Dans un rapport publié ce mercredi 26 juillet, l'ONG Human Rights Watch France dénonce l'usage "routinier " du gaz poivre par la police contre les migrants à Calais. Des accusations formellement démenties par les autorités. Le ministre de l'Intérieur Gérard Collomb a annoncé, lundi 31 juillet, qu'il demandait un rapport. Ces derniers mois, les critiques se font de plus en plus nombreuses contre le gouvernement sur le traitement et l'accueil réservés aux migrants, sur le sol français.
Le rapport détaille la situation en 47 pages. Intitulé
« ‘C’est comme vivre en enfer’: abus policiers à Calais contre les migrants, enfants et adultes », il montre que les forces de l’ordre à Calais, en particulier les Compagnies républicaines de sécurité (CRS), ont recours de façon routinière à la pulvérisation de gaz poivre sur des migrants, enfants et adultes, alors qu’ils sont endormis ou dans d’autres situations où ils ne représentent aucune menace.
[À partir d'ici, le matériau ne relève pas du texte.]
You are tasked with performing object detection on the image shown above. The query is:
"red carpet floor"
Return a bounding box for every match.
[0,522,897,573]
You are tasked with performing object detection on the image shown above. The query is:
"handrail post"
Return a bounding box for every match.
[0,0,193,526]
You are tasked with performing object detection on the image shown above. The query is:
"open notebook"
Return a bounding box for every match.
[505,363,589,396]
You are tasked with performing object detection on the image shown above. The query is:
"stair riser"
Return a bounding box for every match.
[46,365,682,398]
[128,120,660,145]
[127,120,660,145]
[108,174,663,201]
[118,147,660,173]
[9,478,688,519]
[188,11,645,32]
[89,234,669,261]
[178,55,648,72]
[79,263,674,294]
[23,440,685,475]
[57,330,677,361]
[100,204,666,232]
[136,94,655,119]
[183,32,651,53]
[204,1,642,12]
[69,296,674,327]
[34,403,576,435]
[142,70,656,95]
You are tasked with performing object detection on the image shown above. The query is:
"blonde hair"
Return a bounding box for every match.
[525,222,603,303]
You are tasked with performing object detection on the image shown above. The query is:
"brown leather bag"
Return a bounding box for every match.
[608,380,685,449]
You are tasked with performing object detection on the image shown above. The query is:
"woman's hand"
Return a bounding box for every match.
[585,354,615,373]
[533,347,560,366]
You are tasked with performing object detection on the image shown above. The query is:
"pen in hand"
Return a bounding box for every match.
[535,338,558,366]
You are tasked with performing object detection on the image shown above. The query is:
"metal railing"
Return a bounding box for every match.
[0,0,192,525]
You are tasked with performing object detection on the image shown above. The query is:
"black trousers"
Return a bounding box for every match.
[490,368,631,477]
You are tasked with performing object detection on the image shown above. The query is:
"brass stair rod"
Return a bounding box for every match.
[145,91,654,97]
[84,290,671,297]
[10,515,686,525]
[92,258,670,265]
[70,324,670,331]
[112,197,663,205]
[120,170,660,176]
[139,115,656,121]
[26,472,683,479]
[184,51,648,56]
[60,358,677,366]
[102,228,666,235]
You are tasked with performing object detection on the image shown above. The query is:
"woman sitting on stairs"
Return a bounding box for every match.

Les policiers aspergent aussi régulièrement de gaz, ou confisquent, leurs sacs de couchage, couvertures et vêtements. Parfois, ils aspergent même de gaz poivre la nourriture et l’eau des migrants.
Le rapport se base sur des entretiens réalisés en juin et juillet 2017 avec plus de 60 demandeurs d’asile et autres migrants, dont 31 enfants non accompagnés, à Calais, à Dunkerque et aux alentours.
Human Rights Watch a également rencontré le sous-préfet de Calais et le ministère de l’Intérieur à Paris, de nombreux avocats et travailleurs sociaux, ainsi que des employés et des bénévoles d’organisations non gouvernementales opérant à Calais.
Des accusations de violence régulière
Sur 60 migrants interrogés par l'organisation entre fin juin et début juillet, 55 avaient été aspergés au cours des deux semaines précédant l'entretien, et certains affirmaient l'avoir été tous les jours, affirme l'auteur du rapport, Michael Garcia Bochenek, interrogé par l'AFP.
" Les 55 avaient été aspergés dans leur sommeil", poursuit-il, indiquant avoir parlé à des groupes de "différentes nationalités" rencontrés dans
"des lieux différents", mais dont la concordance des témoignages
"montre qu'il y a un sérieux problème".
Des témoignages comme celui de Biniam T., 17 ans, un des adolescents interrogés par Human Rights Watch:
S’ils nous trouvent quand nous dormons, ils nous aspergent de gaz puis ils prennent toutes nos affaires. Ils font ça tous les deux ou trois jours. Ils viennent et prennent nos couvertures.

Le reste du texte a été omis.